Marking progress: Not good, but better than I used to be?

The stumbler doesn’t build her life by being better than others, but by being better than she used to be.

I skipped my riding lesson yesterday because I had a private last week, and wanted to save my poor legs for another race coming up this weekend. Oats and I just hacked, and you know what? I was inspired to do more in my hack than I normally do, just because I was listening to my lesson partner get her lesson in too!

So, Oats and I got a pretty fair workout just by being in proximity. Normally I slack off…If I don’t have someone getting on my case and yelling at me to do stuff, I kind of just do whatever. I know this isn’t good, but in my defense, it is hard to stay super focused all the time, particularly while riding MY horse. Oats is a prime-time ignorer, and can basically trot alllllllll day…

We had one or two instances of struggle. I remember from months ago, early winter/fall, we were having a lot of trouble with him hollowing out and ‘hopping’ and kind of threatening me to avoid contact, and the leg. He pulled a bit of this on a circle to the right (I was asking for contact, and a BIG TROT!). He responded by ‘how about I pop up and throw my head up, while also stalling out?’

I wasn’t perfect (dear god no) but I stayed consistent and was like oh ok, well more outside rein and more inside leg. And kept at it. And he kept at it too! But we got over it.
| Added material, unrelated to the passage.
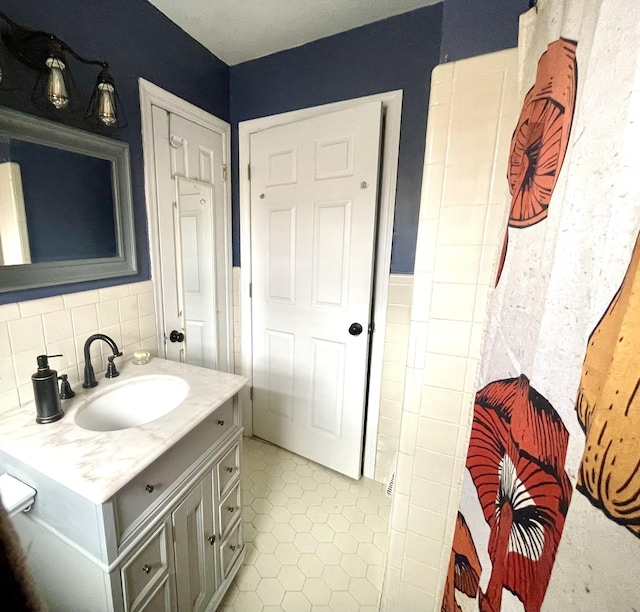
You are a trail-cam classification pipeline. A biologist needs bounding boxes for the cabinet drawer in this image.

I did let him go into a *nice* canter when he came into it gentlemanly, instead of hollowing and getting balky.

I did, during my ride, manage to bang my freaking foot against the wall a LOT, and we had some bulging issues and almost ran into a few jump standards more than once…That was when I figured out that I was going to have to work on some counter-bend and THEN ask for the inside bend, otherwise= my foot was going to be the victim…

So, we were both quite sweaty at the end, and while there were definitely issues, I was a bit proud that I felt confident enough to push the issue with him a bit more than I normally do, even though it felt rough sometimes. I rode through it, he was good eventually, and we are both figuring it out! What’s not to like, even if I didn’t have a lesson? I still ‘took away’ a lesson in my brain, all on my own!